A curious epitaph, but a forest preserve is a curious place to house a nuclear reactor laboratory, and Red Gates Woods in Cook County, Illinois had all kinds of unusual happenings occurring within its wooded acres. The original site of both Argonne National Laboratory and the Site A/Plot M Disposal Site, Red Gate Woods is the burial grounds of Chicago Pile-1, the world’s very first nuclear reactor, as well as other reactors that were built and then buried under the watchful eye of the Manhattan Project.

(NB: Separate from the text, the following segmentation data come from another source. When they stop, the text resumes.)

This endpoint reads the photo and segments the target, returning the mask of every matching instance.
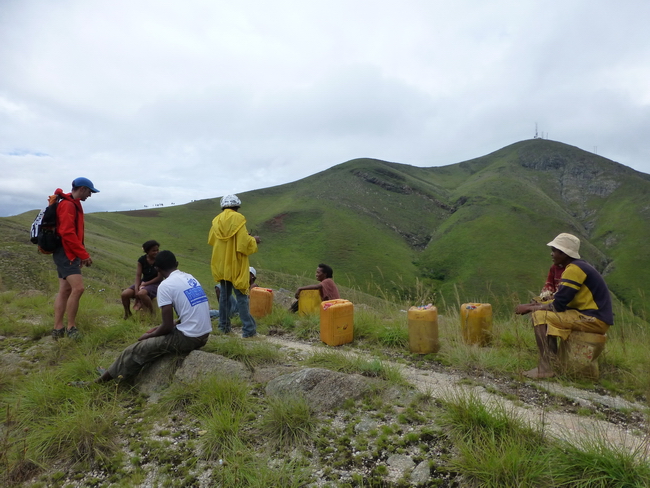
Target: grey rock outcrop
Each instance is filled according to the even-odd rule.
[[[275,396],[302,394],[311,408],[324,412],[341,406],[349,398],[361,398],[370,385],[370,381],[360,375],[306,368],[269,381],[266,393]]]

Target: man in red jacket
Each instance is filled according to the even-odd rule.
[[[61,238],[61,245],[53,254],[59,275],[59,292],[54,300],[54,339],[66,334],[73,339],[79,336],[75,319],[84,292],[81,267],[90,266],[93,262],[84,247],[84,212],[81,202],[98,192],[92,181],[83,177],[72,182],[72,192],[63,193],[60,188],[54,192],[61,198],[56,208],[56,233]],[[67,329],[63,323],[66,314]]]

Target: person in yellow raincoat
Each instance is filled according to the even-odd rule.
[[[237,311],[242,321],[242,337],[257,335],[257,325],[251,316],[248,303],[250,272],[248,256],[257,252],[258,236],[246,230],[246,217],[239,213],[241,200],[237,195],[221,199],[222,212],[212,220],[208,244],[212,246],[212,277],[221,285],[219,295],[219,330],[229,333],[230,296],[235,293]]]

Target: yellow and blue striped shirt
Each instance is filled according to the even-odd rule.
[[[608,325],[614,324],[612,300],[605,280],[586,261],[575,259],[567,265],[553,299],[556,312],[567,309],[596,317]]]

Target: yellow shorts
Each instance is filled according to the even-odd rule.
[[[609,325],[600,319],[582,314],[577,310],[553,312],[552,310],[537,310],[532,313],[533,325],[546,324],[546,335],[558,336],[567,340],[571,331],[606,334]]]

CP-1 was a toxic scientific hodgepodge of uranium and graphite, with control rods made of indium, silver, and cadmium and no cooling system or radiation shield to speak of. In 1942 this perilous contraption was the host of the very first synthetic, self-sustaining nuclear chain reaction, and changed the face of weaponry forever.

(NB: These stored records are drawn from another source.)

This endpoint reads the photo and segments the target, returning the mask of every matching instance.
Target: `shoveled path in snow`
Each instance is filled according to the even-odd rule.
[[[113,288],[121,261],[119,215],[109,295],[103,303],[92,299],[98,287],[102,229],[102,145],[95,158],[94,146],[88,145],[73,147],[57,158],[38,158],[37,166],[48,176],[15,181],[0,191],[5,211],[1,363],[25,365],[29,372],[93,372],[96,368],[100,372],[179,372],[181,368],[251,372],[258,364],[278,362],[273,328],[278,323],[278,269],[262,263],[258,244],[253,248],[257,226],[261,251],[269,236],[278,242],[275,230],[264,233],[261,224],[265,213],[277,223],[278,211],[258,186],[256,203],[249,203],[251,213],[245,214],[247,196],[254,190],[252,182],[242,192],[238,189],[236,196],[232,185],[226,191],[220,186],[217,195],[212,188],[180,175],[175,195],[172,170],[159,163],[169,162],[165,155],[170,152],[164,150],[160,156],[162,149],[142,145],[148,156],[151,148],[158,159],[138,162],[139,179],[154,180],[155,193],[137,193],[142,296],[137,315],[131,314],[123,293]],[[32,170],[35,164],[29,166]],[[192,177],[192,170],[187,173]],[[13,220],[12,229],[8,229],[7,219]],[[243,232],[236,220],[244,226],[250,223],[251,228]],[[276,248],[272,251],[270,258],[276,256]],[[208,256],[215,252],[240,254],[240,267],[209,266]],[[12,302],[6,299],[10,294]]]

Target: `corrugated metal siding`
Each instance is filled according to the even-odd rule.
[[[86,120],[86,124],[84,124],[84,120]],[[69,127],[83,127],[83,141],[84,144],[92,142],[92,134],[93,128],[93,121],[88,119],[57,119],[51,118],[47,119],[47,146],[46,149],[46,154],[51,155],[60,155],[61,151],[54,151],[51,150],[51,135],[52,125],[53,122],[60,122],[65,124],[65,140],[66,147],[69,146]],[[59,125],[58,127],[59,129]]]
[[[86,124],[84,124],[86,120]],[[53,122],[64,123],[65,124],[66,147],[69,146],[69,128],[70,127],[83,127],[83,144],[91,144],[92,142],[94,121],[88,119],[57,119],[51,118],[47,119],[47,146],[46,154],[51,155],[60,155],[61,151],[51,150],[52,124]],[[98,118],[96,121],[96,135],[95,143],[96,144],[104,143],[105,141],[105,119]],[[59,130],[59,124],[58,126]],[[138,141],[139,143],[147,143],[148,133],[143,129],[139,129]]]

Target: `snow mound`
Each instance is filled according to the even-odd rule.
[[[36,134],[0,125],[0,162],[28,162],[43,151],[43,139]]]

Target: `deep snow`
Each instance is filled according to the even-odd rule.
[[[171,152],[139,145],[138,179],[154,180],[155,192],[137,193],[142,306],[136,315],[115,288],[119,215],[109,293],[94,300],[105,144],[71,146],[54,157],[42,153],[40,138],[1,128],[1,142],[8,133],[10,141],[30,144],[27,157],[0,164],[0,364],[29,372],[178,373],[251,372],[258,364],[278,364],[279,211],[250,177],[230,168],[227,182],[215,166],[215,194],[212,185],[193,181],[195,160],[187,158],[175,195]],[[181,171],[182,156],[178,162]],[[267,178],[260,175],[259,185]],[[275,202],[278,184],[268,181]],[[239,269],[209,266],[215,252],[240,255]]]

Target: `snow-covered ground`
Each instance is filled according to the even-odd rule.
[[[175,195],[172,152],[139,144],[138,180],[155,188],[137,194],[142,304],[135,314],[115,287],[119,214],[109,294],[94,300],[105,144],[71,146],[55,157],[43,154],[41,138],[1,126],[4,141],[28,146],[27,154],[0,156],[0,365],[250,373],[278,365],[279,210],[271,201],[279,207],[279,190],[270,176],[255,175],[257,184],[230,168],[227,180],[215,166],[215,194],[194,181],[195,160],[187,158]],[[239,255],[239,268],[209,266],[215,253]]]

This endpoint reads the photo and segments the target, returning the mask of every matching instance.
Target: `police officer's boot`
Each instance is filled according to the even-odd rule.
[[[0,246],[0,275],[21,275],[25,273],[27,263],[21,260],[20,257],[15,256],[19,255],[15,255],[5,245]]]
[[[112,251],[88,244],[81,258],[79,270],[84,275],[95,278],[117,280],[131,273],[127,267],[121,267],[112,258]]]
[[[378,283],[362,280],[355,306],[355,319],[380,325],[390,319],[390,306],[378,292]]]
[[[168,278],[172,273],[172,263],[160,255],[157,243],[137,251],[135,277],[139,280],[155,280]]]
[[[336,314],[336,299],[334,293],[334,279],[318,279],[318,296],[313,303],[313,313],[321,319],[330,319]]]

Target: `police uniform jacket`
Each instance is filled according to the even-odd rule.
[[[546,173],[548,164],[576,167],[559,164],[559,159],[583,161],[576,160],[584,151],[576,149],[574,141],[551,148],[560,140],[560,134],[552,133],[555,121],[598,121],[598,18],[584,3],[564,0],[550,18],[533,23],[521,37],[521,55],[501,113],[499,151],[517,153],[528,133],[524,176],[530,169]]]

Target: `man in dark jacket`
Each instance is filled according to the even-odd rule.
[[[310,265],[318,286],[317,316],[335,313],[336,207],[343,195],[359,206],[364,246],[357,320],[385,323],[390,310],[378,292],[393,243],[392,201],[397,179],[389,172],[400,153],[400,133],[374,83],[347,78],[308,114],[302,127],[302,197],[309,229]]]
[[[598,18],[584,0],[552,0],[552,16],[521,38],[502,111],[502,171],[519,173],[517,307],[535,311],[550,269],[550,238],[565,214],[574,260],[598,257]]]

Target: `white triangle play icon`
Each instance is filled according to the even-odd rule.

After its termination in 1943, it was relocated from its home at the University of Chicago to Red Gate Woods, disassembled, and rebuilt, this time with the addition of the overlooked radiation shield. Once the war ended and experiment opportunities had been exhausted, CP-1 (now CP-2) was shut down and buried in Site A/Plot M Disposal Site, a graveyard for radioactive waste. The gargantuan hole was big enough to lay to rest the two-story high reactor, which had been decontaminated and then imploded for good measure. Once again property of the forest preserve, the historical site is marked by two granite markers resembling gravestones. At Site A, the marker reads:
“THE WORLD’S FIRST NUCLEAR REACTOR WAS REBUILT AT THIS SITE IN 1943 AFTER INITIAL OPERATION AT THE UNIVERSITY OF CHICAGO THIS REACTOR (CP-2) AND THE FIRST HEAVY WATER MODERATED REACTOR (CP-3) WERE MAJOR FACILITIES AROUND WHICH DEVELOPED THE ARGONNE NATIONAL LABORATORY THIS SITE WAS RELEASED BY THE LABORATORY IN 1956 AND THE U.S. ATOMIC ENERGY COMMISSION THEN BURIED THE REACTORS HERE.”
…and at Site M:
“CAUTION-DO NOT DIG Buried in this area is radioactive material from nuclear research conducted here 1945-1949. Burial area is marked by six corner markers 100ft from this center point. There is no danger to visitors. U.S. Department of Energy 1978”
Watched over by the United States Department of Energy, the site is open to the public, and has other remnants of its past life as a government secret, including other concrete markers inscribed with historical tidbits, the foundation of the Manhattan Project labs, and a sign in the parking lot with a photo of Albert Einstein and the reactor’s inventor, Enrico Fermi at Red Gates Woods during the Manhattan Project years.